For that reason, family members are important participants in a child’s treatment, Silver said. In a worst-case scenario, he said, the increased anxiety of being apart from a parent could exacerbate symptoms of the child’s condition. That makes it harder for these residential facilities to strike the right balance between protecting people from the virus and providing care to patients than it would be for a hospital treating physical ailments.
“You have to factor in the psychological health issues as well as the physical health issues,” he said, “and I just don’t think that’s as clear-cut.”
As the coronavirus crisis drags on, Silver said, he hopes residential facilities will explore possible ways to safely allow family members to visit, such as having them take tests for the virus to show they’re not a risk. Tests, he acknowledged, have been in short supply, but “are there ways of providing that on a prioritized basis in situations like this?”
Stoll said that Warwick House uses a “heavy-duty family-focused” approach, and that keeping parents away “kind of goes against the nature of the program.”
“It’s not a thing we want to do, it’s a thing we need to do,” she said.

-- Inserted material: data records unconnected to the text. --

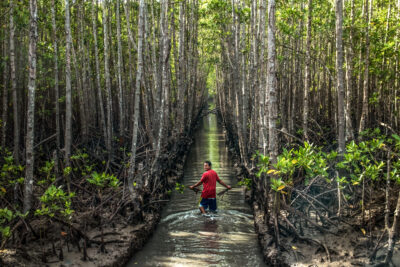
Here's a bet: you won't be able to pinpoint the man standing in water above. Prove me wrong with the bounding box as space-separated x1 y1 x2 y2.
189 160 231 214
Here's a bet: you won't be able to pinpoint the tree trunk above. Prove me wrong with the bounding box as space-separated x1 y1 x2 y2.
345 0 354 141
303 0 312 140
177 1 186 134
267 0 278 164
103 0 113 160
259 0 268 155
10 0 19 164
92 0 107 144
152 0 170 173
358 0 372 138
336 0 345 155
116 0 125 137
24 0 38 215
128 0 145 195
51 0 61 179
64 0 72 194
1 31 8 148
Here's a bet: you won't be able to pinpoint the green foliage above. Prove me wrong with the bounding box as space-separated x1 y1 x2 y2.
35 185 75 220
175 183 185 194
86 172 120 189
257 132 400 203
0 208 15 239
0 150 25 196
38 161 56 185
238 178 253 190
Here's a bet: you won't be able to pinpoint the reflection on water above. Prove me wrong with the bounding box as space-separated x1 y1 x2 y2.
127 114 265 267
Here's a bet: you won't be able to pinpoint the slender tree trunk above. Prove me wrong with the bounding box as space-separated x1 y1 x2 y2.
116 0 125 137
267 0 278 163
177 1 186 134
259 0 268 155
64 0 72 191
51 0 61 179
92 0 107 143
125 1 137 133
345 0 354 140
24 0 38 212
150 2 161 149
152 0 169 172
128 0 145 195
103 0 113 159
358 0 370 138
336 0 345 155
10 0 20 164
303 0 312 140
1 32 8 148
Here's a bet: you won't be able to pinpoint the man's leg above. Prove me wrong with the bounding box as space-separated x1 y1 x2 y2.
199 198 208 214
199 206 206 214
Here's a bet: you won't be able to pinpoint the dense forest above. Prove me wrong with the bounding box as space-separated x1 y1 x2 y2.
0 0 400 266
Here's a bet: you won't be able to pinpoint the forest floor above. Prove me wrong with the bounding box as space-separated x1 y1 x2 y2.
0 137 192 267
222 122 400 267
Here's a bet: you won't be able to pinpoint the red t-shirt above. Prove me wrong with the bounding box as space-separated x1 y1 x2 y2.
200 170 220 198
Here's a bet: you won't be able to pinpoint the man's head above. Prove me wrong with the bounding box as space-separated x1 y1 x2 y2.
204 160 211 171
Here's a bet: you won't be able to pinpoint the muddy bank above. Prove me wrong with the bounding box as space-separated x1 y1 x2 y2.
0 120 203 267
219 114 400 267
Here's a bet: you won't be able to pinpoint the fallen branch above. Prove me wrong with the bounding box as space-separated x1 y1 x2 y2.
282 204 337 235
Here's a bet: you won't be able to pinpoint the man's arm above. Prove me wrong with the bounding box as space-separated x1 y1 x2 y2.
189 180 202 189
217 179 232 189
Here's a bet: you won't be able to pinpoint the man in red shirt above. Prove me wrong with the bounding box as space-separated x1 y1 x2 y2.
189 160 231 214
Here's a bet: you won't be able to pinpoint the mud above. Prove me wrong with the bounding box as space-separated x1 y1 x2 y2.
0 128 199 267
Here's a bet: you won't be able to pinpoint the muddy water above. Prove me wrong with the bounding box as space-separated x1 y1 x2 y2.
127 114 265 267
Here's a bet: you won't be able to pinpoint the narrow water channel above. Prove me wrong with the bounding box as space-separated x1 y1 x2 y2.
127 114 265 267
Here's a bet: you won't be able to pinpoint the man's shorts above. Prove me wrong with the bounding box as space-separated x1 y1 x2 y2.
199 198 217 211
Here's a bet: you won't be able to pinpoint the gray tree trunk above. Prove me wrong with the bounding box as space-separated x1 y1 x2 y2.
103 0 113 159
345 0 354 140
128 0 145 195
10 0 20 164
336 0 345 155
358 0 370 138
24 0 38 215
51 0 61 179
267 0 278 163
64 0 72 195
92 0 107 141
303 0 312 140
1 28 8 148
116 0 125 137
177 1 186 133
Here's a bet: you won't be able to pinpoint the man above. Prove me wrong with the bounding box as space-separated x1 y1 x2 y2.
189 160 231 214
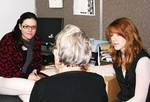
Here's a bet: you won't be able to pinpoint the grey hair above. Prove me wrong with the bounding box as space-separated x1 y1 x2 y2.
56 24 92 65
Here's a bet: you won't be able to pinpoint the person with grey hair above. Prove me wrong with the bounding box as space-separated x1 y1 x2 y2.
30 24 108 102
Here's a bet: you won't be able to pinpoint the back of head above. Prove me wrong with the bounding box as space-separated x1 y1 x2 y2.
56 24 91 65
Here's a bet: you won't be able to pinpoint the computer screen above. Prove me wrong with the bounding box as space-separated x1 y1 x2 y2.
37 17 64 43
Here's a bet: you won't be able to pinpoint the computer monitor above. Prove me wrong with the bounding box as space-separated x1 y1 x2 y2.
37 17 64 44
37 17 64 64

But children are still speaking frequently with their parents over the telephone, Stoll said.
Staff also are using video-calling apps to give them some face time together during regular meetings and therapy sessions that would typically take place on campus, Sites said. She had her first video call with Jaiden last week.
“He just took the computer and gave it a hug, to give me a hug. And then he told me to now hug my phone.”
Jaiden seemed to be doing better, Sites said, and she felt better after seeing him, too. But she hasn’t gotten any closer to figuring out when she might be able to bring him home.
“At least I was able to see him, and he looks good, and he sounds good,” Sites said. “Now we’re just, I guess, hoping for the best.”